Mother taught me to drive.

It was World War II and Dad was away in the Army. Mother frequently admonished me when we were out on a country road and I was driving. “There was a dickcissel,” I’d say and Mother would respond, loudly, “Neil Case, watch the road!” I never had another driver run into me, nor ran into another driver, but I went off the road a few times.

Occasionally, I had to walk to the nearest farm house and ask a farmer to come out with his tractor and pull me back on the road. Two mourning doves and a kestrel, a meadowlark, a red-tailed hawk and a killdeer, three LBJs, turkey vultures and a great blue heron, not many birds actually.

And that’s something else. So few birds seen are evidence of decline in bird numbers. There aren’t as many birds as there used to be, certainly not as many as there were when Mother taught me to drive.

While most species of birds have declined, some species have increased.
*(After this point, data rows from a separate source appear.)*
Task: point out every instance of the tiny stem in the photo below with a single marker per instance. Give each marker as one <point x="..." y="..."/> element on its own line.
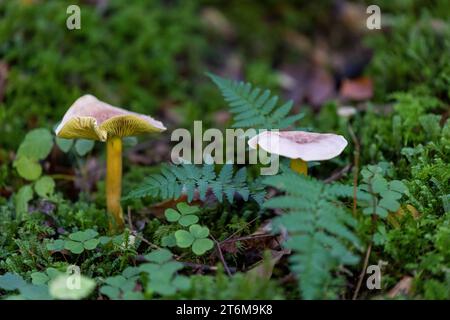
<point x="114" y="182"/>
<point x="299" y="166"/>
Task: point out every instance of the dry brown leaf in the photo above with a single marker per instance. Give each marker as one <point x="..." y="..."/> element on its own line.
<point x="264" y="268"/>
<point x="357" y="89"/>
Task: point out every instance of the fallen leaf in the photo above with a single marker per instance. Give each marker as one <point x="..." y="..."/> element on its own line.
<point x="264" y="268"/>
<point x="357" y="89"/>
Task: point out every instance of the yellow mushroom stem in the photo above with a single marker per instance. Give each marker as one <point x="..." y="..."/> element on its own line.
<point x="114" y="182"/>
<point x="299" y="166"/>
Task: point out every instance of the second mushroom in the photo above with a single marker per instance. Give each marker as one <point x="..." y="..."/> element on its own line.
<point x="90" y="118"/>
<point x="300" y="146"/>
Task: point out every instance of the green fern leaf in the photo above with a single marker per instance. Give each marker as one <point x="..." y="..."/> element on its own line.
<point x="320" y="230"/>
<point x="173" y="181"/>
<point x="254" y="108"/>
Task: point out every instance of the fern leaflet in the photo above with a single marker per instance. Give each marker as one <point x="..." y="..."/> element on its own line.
<point x="254" y="108"/>
<point x="174" y="180"/>
<point x="320" y="230"/>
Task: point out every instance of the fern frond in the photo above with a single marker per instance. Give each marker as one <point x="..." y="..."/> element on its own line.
<point x="253" y="108"/>
<point x="174" y="180"/>
<point x="320" y="230"/>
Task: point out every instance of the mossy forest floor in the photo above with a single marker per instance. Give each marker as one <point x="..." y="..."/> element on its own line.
<point x="226" y="232"/>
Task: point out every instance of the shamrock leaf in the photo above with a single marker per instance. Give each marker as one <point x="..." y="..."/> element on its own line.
<point x="200" y="246"/>
<point x="184" y="238"/>
<point x="185" y="216"/>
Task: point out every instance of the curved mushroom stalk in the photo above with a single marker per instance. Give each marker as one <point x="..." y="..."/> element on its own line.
<point x="114" y="182"/>
<point x="90" y="118"/>
<point x="300" y="146"/>
<point x="299" y="166"/>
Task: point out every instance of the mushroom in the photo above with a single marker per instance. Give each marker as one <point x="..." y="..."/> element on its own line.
<point x="90" y="118"/>
<point x="300" y="146"/>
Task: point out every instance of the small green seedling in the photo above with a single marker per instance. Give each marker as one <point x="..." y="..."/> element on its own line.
<point x="196" y="237"/>
<point x="385" y="195"/>
<point x="77" y="242"/>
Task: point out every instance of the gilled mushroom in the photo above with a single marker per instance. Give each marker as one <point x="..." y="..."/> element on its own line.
<point x="300" y="146"/>
<point x="90" y="118"/>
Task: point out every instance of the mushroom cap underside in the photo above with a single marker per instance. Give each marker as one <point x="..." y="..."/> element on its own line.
<point x="308" y="146"/>
<point x="90" y="118"/>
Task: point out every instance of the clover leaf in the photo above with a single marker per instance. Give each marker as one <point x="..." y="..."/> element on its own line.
<point x="62" y="287"/>
<point x="35" y="147"/>
<point x="184" y="216"/>
<point x="196" y="237"/>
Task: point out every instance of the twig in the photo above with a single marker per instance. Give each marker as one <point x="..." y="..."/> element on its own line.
<point x="363" y="271"/>
<point x="221" y="257"/>
<point x="239" y="230"/>
<point x="355" y="167"/>
<point x="256" y="236"/>
<point x="130" y="223"/>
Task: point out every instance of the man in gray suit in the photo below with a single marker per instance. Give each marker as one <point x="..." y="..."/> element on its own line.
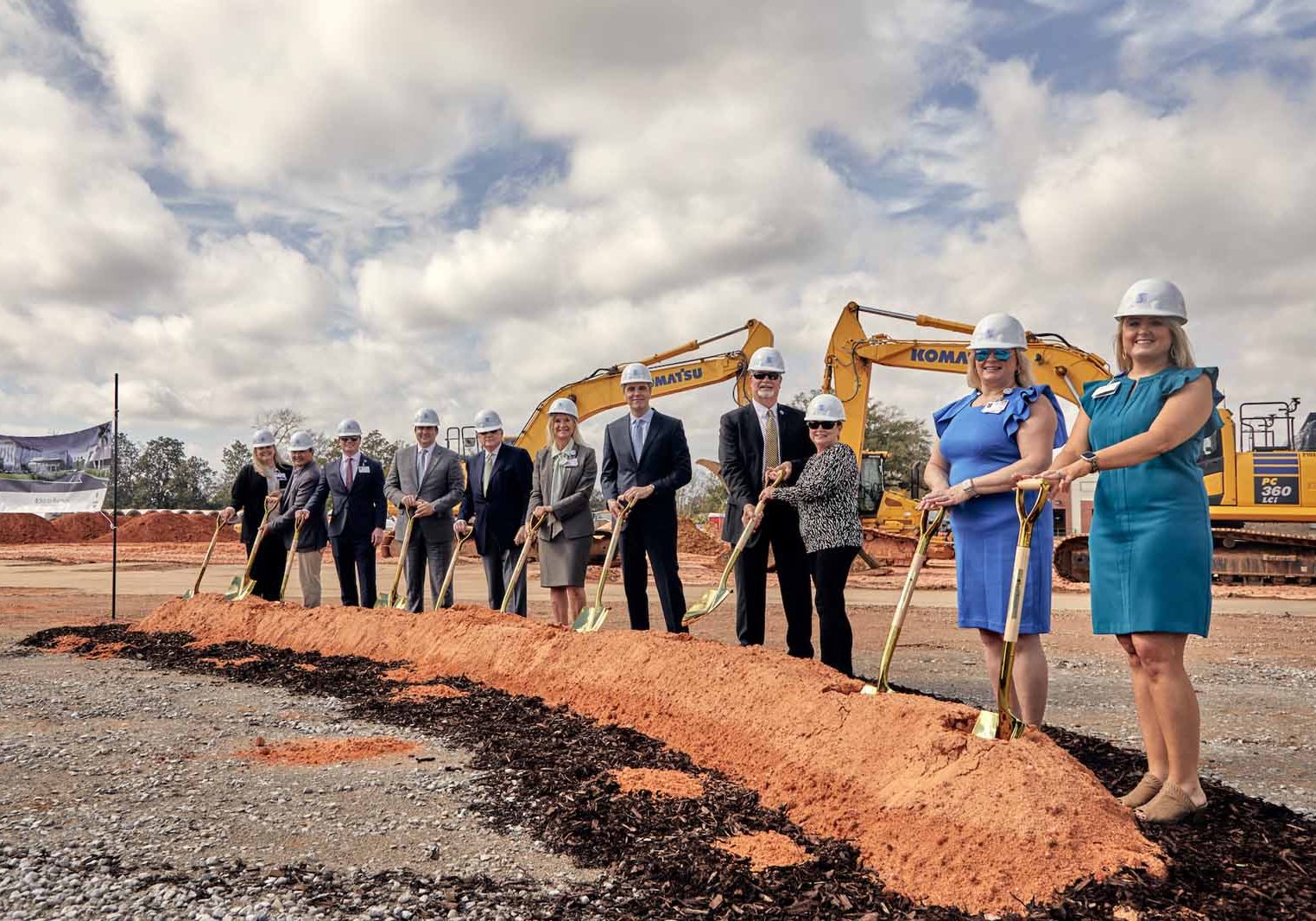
<point x="303" y="501"/>
<point x="426" y="481"/>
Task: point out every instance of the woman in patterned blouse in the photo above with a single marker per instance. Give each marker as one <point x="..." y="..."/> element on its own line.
<point x="826" y="496"/>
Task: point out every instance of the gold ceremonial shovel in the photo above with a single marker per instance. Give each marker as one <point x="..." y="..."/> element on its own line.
<point x="536" y="524"/>
<point x="928" y="524"/>
<point x="244" y="585"/>
<point x="206" y="560"/>
<point x="1003" y="724"/>
<point x="394" y="599"/>
<point x="293" y="555"/>
<point x="590" y="619"/>
<point x="452" y="569"/>
<point x="713" y="597"/>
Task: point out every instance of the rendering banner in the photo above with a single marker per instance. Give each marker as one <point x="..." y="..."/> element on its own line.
<point x="55" y="473"/>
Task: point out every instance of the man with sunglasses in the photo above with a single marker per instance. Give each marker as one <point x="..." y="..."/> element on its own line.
<point x="358" y="516"/>
<point x="751" y="441"/>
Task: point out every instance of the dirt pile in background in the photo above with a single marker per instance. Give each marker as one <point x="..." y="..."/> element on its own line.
<point x="22" y="527"/>
<point x="941" y="816"/>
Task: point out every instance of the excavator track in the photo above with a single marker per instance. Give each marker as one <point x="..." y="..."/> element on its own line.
<point x="1241" y="557"/>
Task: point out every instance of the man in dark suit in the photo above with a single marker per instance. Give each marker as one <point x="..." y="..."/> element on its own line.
<point x="645" y="461"/>
<point x="358" y="516"/>
<point x="751" y="441"/>
<point x="426" y="481"/>
<point x="303" y="502"/>
<point x="497" y="491"/>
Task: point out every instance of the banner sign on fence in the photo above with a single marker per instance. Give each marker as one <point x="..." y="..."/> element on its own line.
<point x="55" y="473"/>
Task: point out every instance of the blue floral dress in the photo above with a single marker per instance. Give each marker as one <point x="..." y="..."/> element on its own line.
<point x="977" y="441"/>
<point x="1150" y="542"/>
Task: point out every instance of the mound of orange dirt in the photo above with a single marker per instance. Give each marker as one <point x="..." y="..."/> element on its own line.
<point x="941" y="816"/>
<point x="677" y="784"/>
<point x="763" y="850"/>
<point x="22" y="527"/>
<point x="312" y="753"/>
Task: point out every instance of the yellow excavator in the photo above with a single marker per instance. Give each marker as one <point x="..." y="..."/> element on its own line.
<point x="1270" y="481"/>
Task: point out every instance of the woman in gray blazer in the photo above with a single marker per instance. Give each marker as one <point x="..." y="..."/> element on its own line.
<point x="560" y="491"/>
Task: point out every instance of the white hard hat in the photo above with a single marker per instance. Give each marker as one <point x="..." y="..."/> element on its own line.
<point x="997" y="331"/>
<point x="566" y="407"/>
<point x="487" y="421"/>
<point x="636" y="373"/>
<point x="826" y="407"/>
<point x="1153" y="296"/>
<point x="768" y="360"/>
<point x="426" y="416"/>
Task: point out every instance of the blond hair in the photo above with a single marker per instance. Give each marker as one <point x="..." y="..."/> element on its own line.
<point x="1180" y="349"/>
<point x="1022" y="371"/>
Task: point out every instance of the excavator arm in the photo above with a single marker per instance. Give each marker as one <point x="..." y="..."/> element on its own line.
<point x="602" y="391"/>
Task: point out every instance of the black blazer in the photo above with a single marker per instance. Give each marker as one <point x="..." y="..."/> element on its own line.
<point x="665" y="466"/>
<point x="364" y="509"/>
<point x="249" y="492"/>
<point x="502" y="511"/>
<point x="740" y="451"/>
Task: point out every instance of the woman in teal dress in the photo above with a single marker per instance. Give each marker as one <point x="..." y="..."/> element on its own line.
<point x="1150" y="541"/>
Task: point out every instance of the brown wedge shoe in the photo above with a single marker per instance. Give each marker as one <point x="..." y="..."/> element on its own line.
<point x="1172" y="807"/>
<point x="1142" y="793"/>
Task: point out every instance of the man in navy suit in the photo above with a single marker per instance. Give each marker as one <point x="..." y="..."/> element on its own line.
<point x="497" y="492"/>
<point x="358" y="516"/>
<point x="645" y="461"/>
<point x="753" y="441"/>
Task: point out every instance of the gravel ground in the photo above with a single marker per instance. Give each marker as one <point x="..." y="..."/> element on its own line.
<point x="120" y="797"/>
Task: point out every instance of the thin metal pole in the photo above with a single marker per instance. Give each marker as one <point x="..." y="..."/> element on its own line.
<point x="113" y="521"/>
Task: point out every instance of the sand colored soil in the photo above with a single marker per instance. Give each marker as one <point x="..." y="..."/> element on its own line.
<point x="313" y="753"/>
<point x="22" y="527"/>
<point x="941" y="816"/>
<point x="765" y="848"/>
<point x="677" y="784"/>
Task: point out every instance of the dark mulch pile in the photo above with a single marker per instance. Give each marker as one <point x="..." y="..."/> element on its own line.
<point x="547" y="772"/>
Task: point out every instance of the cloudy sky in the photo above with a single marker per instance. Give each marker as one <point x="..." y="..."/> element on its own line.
<point x="358" y="208"/>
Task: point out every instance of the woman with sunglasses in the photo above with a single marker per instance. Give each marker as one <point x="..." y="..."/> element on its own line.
<point x="1006" y="427"/>
<point x="826" y="497"/>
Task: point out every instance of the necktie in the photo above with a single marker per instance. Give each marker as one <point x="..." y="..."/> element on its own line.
<point x="771" y="449"/>
<point x="637" y="436"/>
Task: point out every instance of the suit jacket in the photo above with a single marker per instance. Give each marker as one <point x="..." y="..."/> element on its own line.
<point x="442" y="488"/>
<point x="663" y="464"/>
<point x="362" y="509"/>
<point x="740" y="451"/>
<point x="572" y="513"/>
<point x="500" y="510"/>
<point x="306" y="489"/>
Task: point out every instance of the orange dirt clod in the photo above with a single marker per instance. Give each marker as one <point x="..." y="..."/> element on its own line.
<point x="677" y="784"/>
<point x="313" y="753"/>
<point x="939" y="815"/>
<point x="763" y="850"/>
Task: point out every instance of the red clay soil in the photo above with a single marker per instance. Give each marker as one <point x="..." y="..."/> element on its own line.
<point x="22" y="527"/>
<point x="313" y="753"/>
<point x="675" y="784"/>
<point x="941" y="816"/>
<point x="765" y="848"/>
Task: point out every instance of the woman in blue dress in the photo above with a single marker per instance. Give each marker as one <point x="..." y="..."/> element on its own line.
<point x="1007" y="427"/>
<point x="1150" y="542"/>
I didn’t see an eagle on that drive a few mornings ago but bald eagles have increased. I never saw an eagle, bald or golden, when I was young. Now I see a bald eagle regularly and I’ve seen a golden eagle occasionally.

Sandhill cranes have increased, greatly. I never saw a sandhill crane when I was young. Now, if I go to places where they gather in the fall or where they spend the winter, I can see flocks of them, hundreds of them, thousands.

Wild turkeys have increased. That’s another bird I never saw when I was young and now see regularly. Just a few days ago, my older daughter spotted a turkey with four or five poults and pointed them out to me. We weren’t driving. My daughter saw those birds from a front window of our house, across the road from our home.

Should looking for birds, bird watching while driving, be outlawed like using a cell phone, holding it in your hand, while driving?